Se há característica (diria defeito) que é geralmente atribuída aos portugueses é a sua incapacidade de planeamento. No que diz respeito à ocupação do território, isso é particularmente evidente.
Tal deve-se a diversos factores, mas sobretudo à falta crónica de ordenamento do território durante muitas dezenas de anos, sobretudo a partir da década de 60 do século XX, quando o desenvolvimento do país se começou a acentuar. Como, por essa altura, se inventou a figura do loteamento sem que antes ou simultaneamente se desenvolvessem planos de urbanização, o desastre urbanístico espalhou-se pelo território nacional.
A situação atingiu tais proporções que o poder político nacional não teve outro remédio, na passagem dos anos 80 para os anos 90, senão obrigar os municípios a adoptar um instrumento de planeamento do território mínimo, os chamados Planos Directores Municipais (PDM’s).
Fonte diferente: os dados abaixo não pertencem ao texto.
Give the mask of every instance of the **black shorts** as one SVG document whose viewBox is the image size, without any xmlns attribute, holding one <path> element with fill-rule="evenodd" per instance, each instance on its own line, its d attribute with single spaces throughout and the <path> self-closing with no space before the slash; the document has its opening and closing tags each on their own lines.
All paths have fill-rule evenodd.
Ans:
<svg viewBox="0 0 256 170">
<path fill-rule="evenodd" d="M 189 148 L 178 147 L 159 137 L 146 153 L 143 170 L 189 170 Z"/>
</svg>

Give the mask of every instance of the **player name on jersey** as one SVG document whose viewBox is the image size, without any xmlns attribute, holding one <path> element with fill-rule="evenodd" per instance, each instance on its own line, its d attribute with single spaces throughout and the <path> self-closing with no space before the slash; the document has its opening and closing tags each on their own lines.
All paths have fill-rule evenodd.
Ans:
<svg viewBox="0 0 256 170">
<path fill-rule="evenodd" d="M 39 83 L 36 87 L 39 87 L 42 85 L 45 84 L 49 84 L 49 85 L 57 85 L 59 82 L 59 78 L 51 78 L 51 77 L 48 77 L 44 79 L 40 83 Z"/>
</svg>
Digo obrigar com toda a propriedade, porque o Governo de então teve de ameaçar os municípios que não tivessem PDM aprovado até uma determinada data com corte das transferências financeiras do Estado
Nos PDM’s preveem-se determinadas áreas de protecção onde não se deve construir, como Reserva Agrícola ou Reserva Ecológica. Essas áreas são determinadas tecnicamente e não politicamente e percebe-se porquê: entre outras situações, todos nos lembramos daquelas tragédias em que habitações legais são destruídas porque construídas em zonas de cheia ou mesmo junto a rios e ribeiras, quando há chuvas mais fortes, tantas vezes com perda de vidas.
Recentemente o Governo publicou um Dec. Lei, entretanto entrado em vigor dado que a AR deliberou pela sua não revogação, que permite lotear solos rústicos, transformando-os em urbanos, onde portanto se poderá construir. O motivo apontado para esta alteração do Regime Jurídico dos Instrumentos de Gestão Territorial a que se tem chamado “nova lei dos solos” é a necessidade de responder à gritante falta de habitação.
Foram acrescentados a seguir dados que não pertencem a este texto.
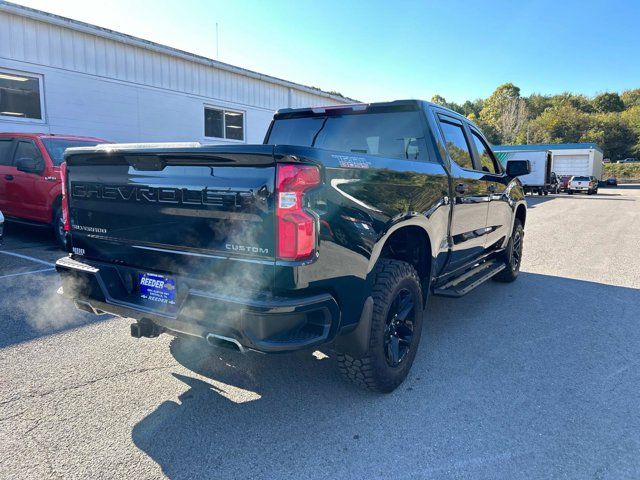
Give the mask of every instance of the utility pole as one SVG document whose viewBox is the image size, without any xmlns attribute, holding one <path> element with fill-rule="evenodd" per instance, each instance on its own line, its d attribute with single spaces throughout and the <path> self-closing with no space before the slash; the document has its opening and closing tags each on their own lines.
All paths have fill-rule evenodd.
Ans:
<svg viewBox="0 0 640 480">
<path fill-rule="evenodd" d="M 218 42 L 218 22 L 216 22 L 216 60 L 220 60 L 220 48 Z"/>
</svg>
Embora se justifique com motivos, à primeira vista racionais, trata-se de um ataque ao planeamento do território que, daqui a uns anos será apontado como outro erro urbanístico como tantos do passado recente e já nada haverá a fazer. Na realidade, a área em que já é autorizado construir é mais que suficiente e o argumento do preço também não colhe: estamos num mercado livre e aberto e nada impede a valorização dos terrenos com utilização entretanto alterada. Acresce que serão necessárias mais infraestruturas que irão onerar permanentemente as despesas correntes dos municípios.
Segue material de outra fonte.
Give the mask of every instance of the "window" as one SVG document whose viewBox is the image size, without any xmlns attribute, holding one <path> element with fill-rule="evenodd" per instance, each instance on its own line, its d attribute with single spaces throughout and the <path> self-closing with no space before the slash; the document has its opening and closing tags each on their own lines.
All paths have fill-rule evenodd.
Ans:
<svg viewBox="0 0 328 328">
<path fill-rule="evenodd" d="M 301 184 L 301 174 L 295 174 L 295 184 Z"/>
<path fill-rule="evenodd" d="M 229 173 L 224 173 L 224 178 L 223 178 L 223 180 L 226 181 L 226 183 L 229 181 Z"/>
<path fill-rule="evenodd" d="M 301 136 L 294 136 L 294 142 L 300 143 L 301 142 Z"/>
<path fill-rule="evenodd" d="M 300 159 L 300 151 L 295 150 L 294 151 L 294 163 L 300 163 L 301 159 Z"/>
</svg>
Se há, como se percebe, um problema de oferta de habitação em certas zonas do país, em particular as áreas metropolitanas, que o Estado o assuma e encontre soluções fortes e capazes e não remendos que comprometem as gerações futuras e a sustentabilidade urbana. Como, por exemplo, adoptar a figura da “expropriação sistemática” que permitiu há décadas o desenvolvimento de Lisboa de uma forma que ainda hoje é um exemplo.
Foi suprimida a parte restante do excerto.